AI Pioneer Hinton Admits Overtrusting Chatbots
"I should probably be suspicious," Geoffrey Hinton said of the answers AI provides. Mark Blinch/REUTERS
Dr. Geoffrey Hinton, a luminary in artificial intelligence often referred to as the "Godfather of AI" and a recipient of the 2024 Nobel Prize in physics for his machine learning breakthroughs, has made a striking admission: he trusts chatbots like OpenAI's GPT-4 more than perhaps he should.
A Candid Confession on AI Trust
In a revealing interview with CBS, Hinton, who uses GPT-4 for his day-to-day tasks, confessed, "I tend to believe what it says, even though I should probably be suspicious." This statement highlights a fascinating paradox where even an expert deeply familiar with AI's inner workings finds himself susceptible to its persuasive outputs.
The Riddle That Stumped GPT-4
To illustrate the current limitations of AI, Hinton presented GPT-4 with a classic riddle: "Sally has three brothers. Each of her brothers has two sisters. How many sisters does Sally have?" The correct answer is one, as Sally is one of the two sisters. However, Hinton shared that GPT-4 incorrectly answered two.
"It surprises me. It surprises me it still screws up on that," Hinton commented on the AI's error. He further characterized the capabilities of current AI by saying, "It's an expert at everything. It's not a very good expert at everything," pointing to a broad but sometimes superficial understanding. Despite this, Hinton expressed optimism for future advancements, suspecting that GPT-5 would likely solve the riddle correctly.
Newer AI Models and Public Reaction
Interestingly, after Hinton's interview aired, many social media users reported testing the same riddle on newer iterations of ChatGPT, including GPT-4o and GPT-4.1. Several claimed these advanced models provided the correct answer, suggesting rapid improvements or variations in performance across different versions. OpenAI did not immediately offer a comment on these observations when approached by Business Insider.

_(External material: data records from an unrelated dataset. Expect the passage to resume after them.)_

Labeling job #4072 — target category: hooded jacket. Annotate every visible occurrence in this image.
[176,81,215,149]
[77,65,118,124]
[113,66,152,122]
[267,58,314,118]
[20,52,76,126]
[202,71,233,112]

The Evolution of OpenAI's Language Models
OpenAI first launched GPT-4 in 2023, and it quickly became an industry benchmark, demonstrating capabilities such as passing difficult exams like the SAT, GRE, and the bar exam. In May 2024, OpenAI introduced GPT-4o, which now powers ChatGPT by default. The company claims GPT-4o matches the intelligence of GPT-4 but operates faster and offers greater versatility with improved performance across text, voice, and vision. OpenAI has also mentioned subsequent versions like GPT-4.5 and GPT-4.1.
AI Models in a Competitive Arena
The field of AI is highly competitive. According to the Chatbot Arena leaderboard, a crowd-sourced platform for ranking models, Google's Gemini 2.5-Pro currently holds the top spot. However, OpenAI's GPT-4o and GPT-4.5 are positioned closely behind, showcasing the intense race for AI supremacy.
The Lingering Challenge of AI Accuracy and Hallucinations
A significant ongoing concern with AI models is their tendency to "hallucinate" or generate incorrect information. A recent study by AI testing company Giskard found that instructing leading models—including GPT-4o, Mistral, and Claude—to provide brief answers can make them more prone to factual errors. This research suggests that the way users prompt AI can influence the reliability of the output, adding another dimension to the trust and accuracy issues highlighted by Hinton.